Revealing Secrets in SPARQL Session Level
This work addresses the problem of understanding user behaviors for intention prediction and query optimization in SPARQL-based knowledge graphs, though it is incremental as it builds on existing session-level analysis in other domains.
The paper tackled the lack of systematic research on user behaviors in SPARQL search sessions by conducting a comprehensive investigation over massive real-world query logs, assessing query changes based on structural and data-driven features.
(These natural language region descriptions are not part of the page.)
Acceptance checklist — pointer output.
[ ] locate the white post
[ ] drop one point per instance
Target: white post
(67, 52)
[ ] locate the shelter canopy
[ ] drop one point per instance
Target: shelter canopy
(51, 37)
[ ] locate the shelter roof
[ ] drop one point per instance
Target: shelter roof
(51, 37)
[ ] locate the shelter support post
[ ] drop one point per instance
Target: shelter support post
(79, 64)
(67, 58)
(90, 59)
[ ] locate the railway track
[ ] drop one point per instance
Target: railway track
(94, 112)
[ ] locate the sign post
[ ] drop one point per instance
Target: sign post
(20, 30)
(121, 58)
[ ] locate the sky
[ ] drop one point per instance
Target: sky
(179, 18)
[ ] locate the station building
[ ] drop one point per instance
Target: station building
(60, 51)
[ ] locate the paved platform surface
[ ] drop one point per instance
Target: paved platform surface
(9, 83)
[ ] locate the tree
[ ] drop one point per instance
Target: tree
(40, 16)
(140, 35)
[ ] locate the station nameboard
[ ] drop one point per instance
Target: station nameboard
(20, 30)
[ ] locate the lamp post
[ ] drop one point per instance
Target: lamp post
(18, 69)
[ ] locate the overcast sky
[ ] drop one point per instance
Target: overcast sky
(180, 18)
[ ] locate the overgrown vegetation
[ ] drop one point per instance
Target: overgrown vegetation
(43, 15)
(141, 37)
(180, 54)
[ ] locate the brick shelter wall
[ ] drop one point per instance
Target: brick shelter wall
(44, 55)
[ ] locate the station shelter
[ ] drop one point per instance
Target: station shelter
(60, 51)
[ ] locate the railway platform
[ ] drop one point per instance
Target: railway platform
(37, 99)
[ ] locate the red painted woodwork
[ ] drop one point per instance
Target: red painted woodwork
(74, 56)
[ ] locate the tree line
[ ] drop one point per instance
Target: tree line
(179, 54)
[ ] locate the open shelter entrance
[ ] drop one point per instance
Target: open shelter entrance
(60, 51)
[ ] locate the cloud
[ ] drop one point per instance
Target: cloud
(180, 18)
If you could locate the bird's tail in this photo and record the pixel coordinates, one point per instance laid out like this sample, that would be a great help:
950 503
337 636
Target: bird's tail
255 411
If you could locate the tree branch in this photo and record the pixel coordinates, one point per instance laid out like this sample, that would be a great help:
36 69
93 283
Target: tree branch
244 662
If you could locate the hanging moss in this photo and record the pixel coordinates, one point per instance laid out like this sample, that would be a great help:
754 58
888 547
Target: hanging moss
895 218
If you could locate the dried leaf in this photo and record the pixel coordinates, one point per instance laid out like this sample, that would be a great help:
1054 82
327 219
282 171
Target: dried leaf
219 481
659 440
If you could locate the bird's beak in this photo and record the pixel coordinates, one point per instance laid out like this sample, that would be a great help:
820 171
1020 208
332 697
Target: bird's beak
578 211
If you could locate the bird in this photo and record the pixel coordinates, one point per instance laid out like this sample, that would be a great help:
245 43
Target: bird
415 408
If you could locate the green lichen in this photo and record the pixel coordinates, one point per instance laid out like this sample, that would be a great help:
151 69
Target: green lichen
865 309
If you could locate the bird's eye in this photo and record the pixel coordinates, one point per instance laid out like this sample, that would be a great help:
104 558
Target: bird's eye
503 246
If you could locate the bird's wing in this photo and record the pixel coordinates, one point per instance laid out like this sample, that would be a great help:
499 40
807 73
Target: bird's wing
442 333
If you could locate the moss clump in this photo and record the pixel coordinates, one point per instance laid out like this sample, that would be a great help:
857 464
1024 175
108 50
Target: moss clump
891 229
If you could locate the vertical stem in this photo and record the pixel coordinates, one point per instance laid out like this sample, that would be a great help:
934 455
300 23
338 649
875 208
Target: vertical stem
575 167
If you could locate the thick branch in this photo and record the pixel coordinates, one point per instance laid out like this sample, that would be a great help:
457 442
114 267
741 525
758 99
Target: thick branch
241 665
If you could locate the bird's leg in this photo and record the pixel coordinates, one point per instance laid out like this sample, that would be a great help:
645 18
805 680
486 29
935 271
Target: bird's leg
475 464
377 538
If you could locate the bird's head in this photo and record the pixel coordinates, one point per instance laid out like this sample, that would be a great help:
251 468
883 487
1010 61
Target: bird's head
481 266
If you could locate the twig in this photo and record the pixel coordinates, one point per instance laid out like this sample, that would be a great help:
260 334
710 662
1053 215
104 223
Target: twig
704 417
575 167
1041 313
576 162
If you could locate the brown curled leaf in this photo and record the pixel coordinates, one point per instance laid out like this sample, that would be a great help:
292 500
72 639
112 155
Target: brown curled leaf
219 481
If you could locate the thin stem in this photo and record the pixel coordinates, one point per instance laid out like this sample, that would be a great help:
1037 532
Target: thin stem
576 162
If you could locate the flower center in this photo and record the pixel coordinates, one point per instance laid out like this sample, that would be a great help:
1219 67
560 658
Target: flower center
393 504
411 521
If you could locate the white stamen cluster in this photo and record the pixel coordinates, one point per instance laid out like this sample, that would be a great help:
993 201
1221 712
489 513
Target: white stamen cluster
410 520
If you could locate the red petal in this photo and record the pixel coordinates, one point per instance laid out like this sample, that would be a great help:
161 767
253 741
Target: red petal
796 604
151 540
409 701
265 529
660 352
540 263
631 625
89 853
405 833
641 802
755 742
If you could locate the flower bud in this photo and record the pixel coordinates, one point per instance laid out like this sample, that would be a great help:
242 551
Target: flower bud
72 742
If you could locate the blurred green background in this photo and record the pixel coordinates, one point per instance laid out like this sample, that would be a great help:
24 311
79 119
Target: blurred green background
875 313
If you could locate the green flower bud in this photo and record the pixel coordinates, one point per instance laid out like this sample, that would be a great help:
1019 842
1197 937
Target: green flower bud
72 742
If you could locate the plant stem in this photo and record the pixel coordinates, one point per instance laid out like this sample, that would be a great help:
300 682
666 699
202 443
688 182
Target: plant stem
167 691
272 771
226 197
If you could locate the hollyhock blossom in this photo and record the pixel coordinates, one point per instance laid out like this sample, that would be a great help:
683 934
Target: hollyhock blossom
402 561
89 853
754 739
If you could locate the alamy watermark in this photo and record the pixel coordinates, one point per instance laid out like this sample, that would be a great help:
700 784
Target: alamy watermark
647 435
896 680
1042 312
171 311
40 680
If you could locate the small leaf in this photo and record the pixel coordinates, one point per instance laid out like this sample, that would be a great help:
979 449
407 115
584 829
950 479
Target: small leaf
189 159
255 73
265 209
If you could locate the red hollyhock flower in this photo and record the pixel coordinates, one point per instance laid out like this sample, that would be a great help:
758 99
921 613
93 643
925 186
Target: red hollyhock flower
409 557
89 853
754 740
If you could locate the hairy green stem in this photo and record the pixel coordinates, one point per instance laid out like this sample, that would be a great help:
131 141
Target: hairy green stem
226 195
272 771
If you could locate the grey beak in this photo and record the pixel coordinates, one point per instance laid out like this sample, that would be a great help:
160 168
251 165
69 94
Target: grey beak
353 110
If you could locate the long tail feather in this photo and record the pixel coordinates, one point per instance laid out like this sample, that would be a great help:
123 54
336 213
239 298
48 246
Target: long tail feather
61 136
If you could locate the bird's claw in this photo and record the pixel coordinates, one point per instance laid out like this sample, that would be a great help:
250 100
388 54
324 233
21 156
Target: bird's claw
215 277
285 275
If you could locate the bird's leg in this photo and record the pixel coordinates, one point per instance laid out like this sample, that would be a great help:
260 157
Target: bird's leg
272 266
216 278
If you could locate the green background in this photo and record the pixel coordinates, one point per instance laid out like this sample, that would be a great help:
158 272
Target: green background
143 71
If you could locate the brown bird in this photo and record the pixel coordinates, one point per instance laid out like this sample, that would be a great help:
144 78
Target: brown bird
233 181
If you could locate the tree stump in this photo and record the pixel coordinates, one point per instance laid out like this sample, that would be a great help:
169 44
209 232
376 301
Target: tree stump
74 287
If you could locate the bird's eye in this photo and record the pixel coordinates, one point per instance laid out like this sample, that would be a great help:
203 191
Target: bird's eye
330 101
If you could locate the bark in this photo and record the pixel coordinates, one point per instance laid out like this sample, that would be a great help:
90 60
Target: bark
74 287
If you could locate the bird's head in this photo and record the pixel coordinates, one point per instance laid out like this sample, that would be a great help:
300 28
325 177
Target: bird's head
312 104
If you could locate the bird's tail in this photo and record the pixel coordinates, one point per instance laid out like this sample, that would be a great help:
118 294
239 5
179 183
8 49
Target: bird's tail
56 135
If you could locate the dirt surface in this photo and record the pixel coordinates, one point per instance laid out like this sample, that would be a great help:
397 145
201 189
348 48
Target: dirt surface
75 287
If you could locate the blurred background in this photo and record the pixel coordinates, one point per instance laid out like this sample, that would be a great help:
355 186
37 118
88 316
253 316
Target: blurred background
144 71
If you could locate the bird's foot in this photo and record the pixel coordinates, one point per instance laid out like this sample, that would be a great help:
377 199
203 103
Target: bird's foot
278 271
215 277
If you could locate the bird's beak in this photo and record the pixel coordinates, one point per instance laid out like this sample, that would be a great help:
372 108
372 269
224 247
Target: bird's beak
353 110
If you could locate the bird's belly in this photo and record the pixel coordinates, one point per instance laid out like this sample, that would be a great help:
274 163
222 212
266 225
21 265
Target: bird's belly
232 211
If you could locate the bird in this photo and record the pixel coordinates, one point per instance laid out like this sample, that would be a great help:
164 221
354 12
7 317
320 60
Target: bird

Based on Semantic Web technologies, knowledge graphs help users to discover information of interest by using live SPARQL services. Answer-seekers often examine intermediate results iteratively and modify SPARQL queries repeatedly in a search session. In this context, understanding user behaviors is critical for effective intention prediction and query optimization. However, these behaviors have not yet been researched systematically at the SPARQL session level. This paper reveals secrets of session-level user search behaviors by conducting a comprehensive investigation over massive real-world SPARQL query logs. In particular, we thoroughly assess query changes made by users w.r.t. structural and data-driven features of SPARQL queries. To illustrate the potentiality of our findings, we employ an application example of how to use our findings, which might be valuable to devise efficient SPARQL caching, auto-completion, query suggestion, approximation, and relaxation techniques in the future.